High-temperature Fatigue Property of a W–Mo Type High-speed Steel

Abstract

Fatigue tests of W–Mo type high-speed steel specimens were carried out at 20 and 600°C under various stress amplitudes σ. Fatigue lives of the specimens tested at 20 and 600°C under each amplitude between 1100 and 1400 MPa were identical, but under each amplitude between 700 and 1000 MPa, those of the specimens tested at 600°C were shorter than those at 20°C. Fracture origins of the specimens fatigued at 20°C under all stress amplitudes and at 600°C under σ≧1100 MPa were large aggregates of 10~13 μm, comprising two or three M6C·MC carbides, and those tested at 600°C under σ≦1000 MPa were large isolated M6C·MC carbides of about 8 μm.
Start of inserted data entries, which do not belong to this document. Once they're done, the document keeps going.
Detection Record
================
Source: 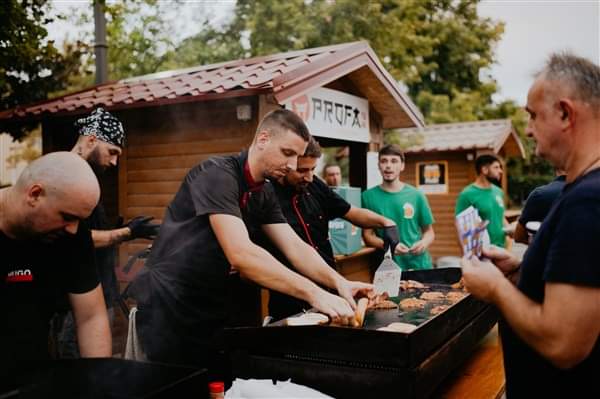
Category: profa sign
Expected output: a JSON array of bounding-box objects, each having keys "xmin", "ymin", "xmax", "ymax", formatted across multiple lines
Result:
[{"xmin": 283, "ymin": 87, "xmax": 370, "ymax": 143}]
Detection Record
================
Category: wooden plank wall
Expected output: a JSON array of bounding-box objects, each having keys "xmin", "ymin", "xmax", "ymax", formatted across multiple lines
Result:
[
  {"xmin": 117, "ymin": 98, "xmax": 258, "ymax": 282},
  {"xmin": 403, "ymin": 151, "xmax": 477, "ymax": 261}
]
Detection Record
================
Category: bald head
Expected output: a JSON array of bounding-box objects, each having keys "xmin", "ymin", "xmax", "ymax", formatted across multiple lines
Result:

When fatigued at 20°C under all stress amplitudes and at 600°C under σ≧1100 MPa, a crack propagated between two voids, produced by decohesion of the M6C/MC interfaces, in adjacent large two M6C·MC carbides which constitute a carbide aggregate, whereas in the specimens tested at 600°C under σ≦1000 MPa, cracking was initiated from the voids in large isolated M6C·MC carbides of about 8 μm. The fatigue lives of the specimens tested at 600°C under σ≦1000 MPa are shorter because the nucleation of cracks from isolated M6C·MC carbides occurs more rapidly than that of cracks in large M6C·MC carbide aggregates.